NOTE: This talk will be virtual only by Zoom.
Click the button below or go to: https://yale.zoom.us/j/98072079047
Abstract: Optimal transport is a branch of mathematics which has received a recent surge of interest as a methodological tool in statistics. This field grew out of the optimal transport problem, which seeks to find a transformation between two given probability distributions with minimal expected displacement. Such a transformation is called an optimal transport map, and its expected displacement defines a metric between the two distributions called the Wasserstein distance. Although these two objects appear prominently in a wide range of recent statistical methodologies and applications, the fundamental question of performing statistical inference for these objects remains unsolved in general dimension. In this talk, I will share some of our recent progress in addressing this problem. First, I will present a pointwise central limit theorem for optimal transport maps between distributions with smooth densities. Second, I will explain how these ideas can be used to construct semiparametric efficient estimators of the Wasserstein distance in general dimension. Third, I will present two vignettes of my ongoing interdisciplinary work in experimental high energy physics and super-resolution microscopy, which raise exciting new inferential questions for various optimal transport functionals.

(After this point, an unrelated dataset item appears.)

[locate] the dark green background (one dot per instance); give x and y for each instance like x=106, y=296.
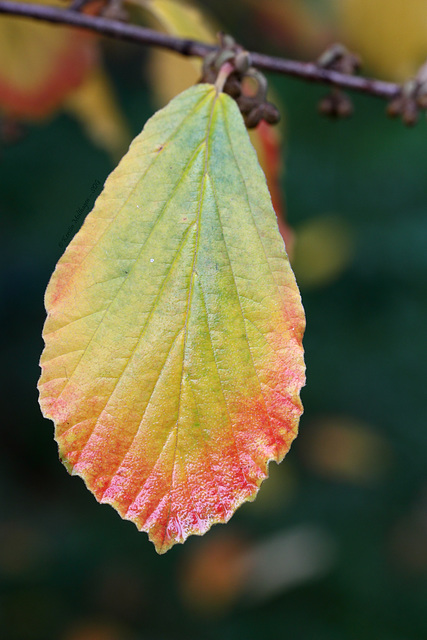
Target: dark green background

NOTE: This talk will be virtual only by Zoom. Click the above or go to: https://yale.zoom.us/j/98072079047
Speaker Bio: Tudor Manole is a PhD candidate in the Department of Statistics and Data Science at Carnegie Mellon University (CMU), advised by Sivaraman Balakrishnan and Larry Wasserman. He is broadly interested in nonparametric statistics, and has worked on statistical aspects of optimal transport theory, the analysis of finite mixture models, and applications in high energy physics. He was a recipient of the CMU Graduate Presidential Fellowship, and the IMS Lawrence D. Brown Award.